Mike Bloomberg transfers $18 million to Democratic National Committee
WASHINGTON: Mike Bloomberg is transferring $18m (£15.5m) from his presidential campaign to the Democratic National Committee in the largest single such transfer ever made.
The largesse is the latest sign of the billionaire businessman’s continued involvement in the presidential race since ending his own campaign this month after a lacklustre showing on Super Tuesday. In the 3 March primaries the former New York city mayor won only one US territory. Bloomberg’s contribution amounts to more than the national party’s typical cash balance. The transfer will help the DNC make up some of the steep fundraising shortfall it has compared with its Republican counterpart, which routinely has raised tens of millions more in election cycles.
Bloomberg, one of the world’s wealthiest men with a net worth estimated to exceed $60bn, promised throughout his campaign that he would help Democrats try to defeat Donald Trump regardless of how his own White House bid fared.

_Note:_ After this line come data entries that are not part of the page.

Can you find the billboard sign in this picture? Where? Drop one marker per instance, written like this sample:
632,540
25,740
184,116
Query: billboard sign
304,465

The Bloomberg campaign, which hired a staff of 2,400 people across 43 states, will also transfer its offices in six pivotal states to the Democratic parties in those states, to help accelerate their hiring and organising. Those states are Arizona, Florida, Michigan, North Carolina, Pennsylvania and Wisconsin.

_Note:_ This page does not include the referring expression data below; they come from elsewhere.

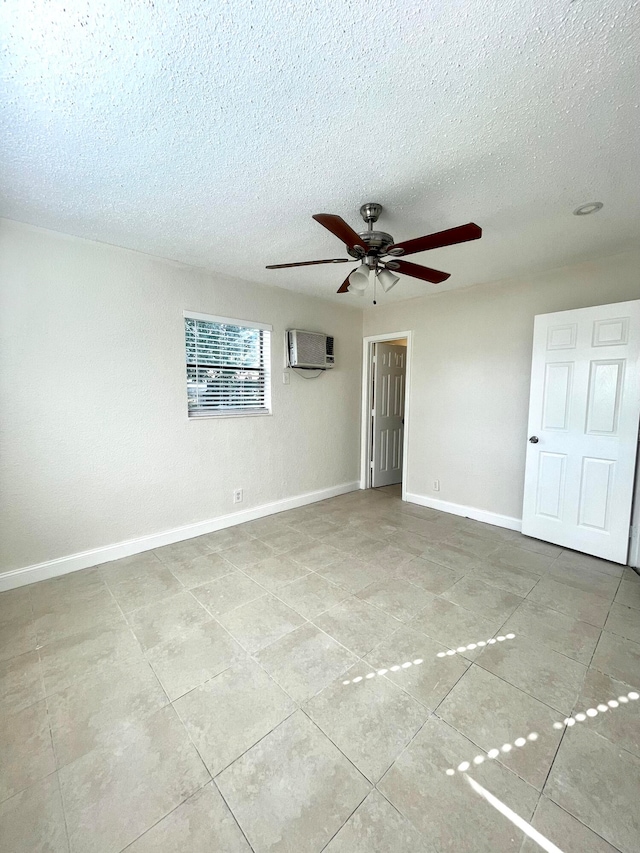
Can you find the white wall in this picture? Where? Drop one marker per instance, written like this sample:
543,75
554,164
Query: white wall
97,447
470,376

Former Bloomberg campaign staffers in those offices will continue to be paid by his campaign through the first week in April and have full benefits through the end of April. After that, they could in theory offer the state parties a trained and ready pool of potential hires to build out their operations heading into the November general election.
Bloomberg had promised staffers when they were hired that they would be paid until November, but earlier this month most of his campaign team was told they had been let go and would be paid until the end of March.
DNC officials said Bloomberg’s money and real-estate transfers would be used to expand the party’s 12-state battleground programme, with a focus on hiring additional staffers to work in organising and data operations. Bloomberg’s former campaign employees will not have any advantage in the hiring process, officials said.